Polish-American social worker

Apollonia Margaret Russanowska (November 30, 1885 – June 18, 1957) was an American social worker, born in Poland. She worked for the United States Department of Labor during World War I, for the American Red Cross in Poland after the war, and for the Maryland Board of Film Censors in the 1920s.

== Early life ==
Apollonia Margaret Russanowska was born near Warsaw, the daughter of Leonard Russanowski and Josephine Andrezjewska. She moved to the United States with her family as a small child, and was raised in Baltimore, Maryland with her younger sisters, Catherine and Josephine. She attended Goucher College.

== Career ==
During college, Russanowska began volunteering at a settlement house. She became assistant head resident at the United Neighborhood Guild, and spent time in Poland improving her spoken Polish and understanding of her home country's economic situation.
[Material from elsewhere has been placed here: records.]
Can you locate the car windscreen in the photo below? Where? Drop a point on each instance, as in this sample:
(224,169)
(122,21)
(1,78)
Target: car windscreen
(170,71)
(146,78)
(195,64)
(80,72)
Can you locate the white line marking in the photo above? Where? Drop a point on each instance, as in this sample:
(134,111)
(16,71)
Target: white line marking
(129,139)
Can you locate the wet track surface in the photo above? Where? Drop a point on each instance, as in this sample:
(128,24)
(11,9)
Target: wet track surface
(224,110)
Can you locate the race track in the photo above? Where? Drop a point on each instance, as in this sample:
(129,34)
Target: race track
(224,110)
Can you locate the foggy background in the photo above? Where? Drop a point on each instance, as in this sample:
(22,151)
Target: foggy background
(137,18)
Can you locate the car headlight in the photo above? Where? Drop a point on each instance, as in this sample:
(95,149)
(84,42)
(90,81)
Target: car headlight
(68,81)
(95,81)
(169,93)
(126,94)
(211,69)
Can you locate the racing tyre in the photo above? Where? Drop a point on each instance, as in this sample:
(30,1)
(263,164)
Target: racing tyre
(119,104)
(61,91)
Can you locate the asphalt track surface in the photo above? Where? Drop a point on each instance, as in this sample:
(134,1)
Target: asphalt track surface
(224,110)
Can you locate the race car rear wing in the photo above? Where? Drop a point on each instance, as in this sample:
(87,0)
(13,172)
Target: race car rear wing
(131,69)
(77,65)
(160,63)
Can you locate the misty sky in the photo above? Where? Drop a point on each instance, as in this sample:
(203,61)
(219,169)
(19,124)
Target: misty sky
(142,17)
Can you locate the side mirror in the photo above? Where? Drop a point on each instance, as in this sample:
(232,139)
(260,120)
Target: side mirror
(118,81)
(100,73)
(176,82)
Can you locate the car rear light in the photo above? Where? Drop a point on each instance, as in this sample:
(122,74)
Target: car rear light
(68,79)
In 1916, she spoke on "Social Agencies in Polish Communities," at the National Committee of Polish Social Workers meeting in Indianapolis.

In 1918, Russanowska was an investigator for the United States Department of Labor. She and Henry B. Diehlmann were sent to Ohio when the Cleveland Street Railway Company hired almost 200 women as substitute conductors for the public streetcars, to cover wartime shortages. The conductor's union (which did not admit women to membership) objected. Russanowska and Diehlmann's final report sided with the union, and the substitute conductors were dismissed.

Russanowska traveled in Europe with the American Red Cross to do postwar reconstruction work in 1920. While in Poland, she was director of a kindergarten and children's home for refugees in Bialystok, and helped 800 children evacuate by train to Warsaw and then to Liskow, ahead of the Russian line.

In 1921, Russanowska was appointed by the Maryland Board of Moving Picture Censors to serve as the inspector for Baltimore, under the auspices of the Women's Civic League. She was also general secretary of the Traveler's Aid Society in Baltimore in the early 1920s. From 1928 through 1940, she lived in Manchester, New Hampshire and worked for New Hampshire Children's Aid Society as a social worker.

== Personal life ==
Russanowska died in 1957, aged 71 years, in Baltimore.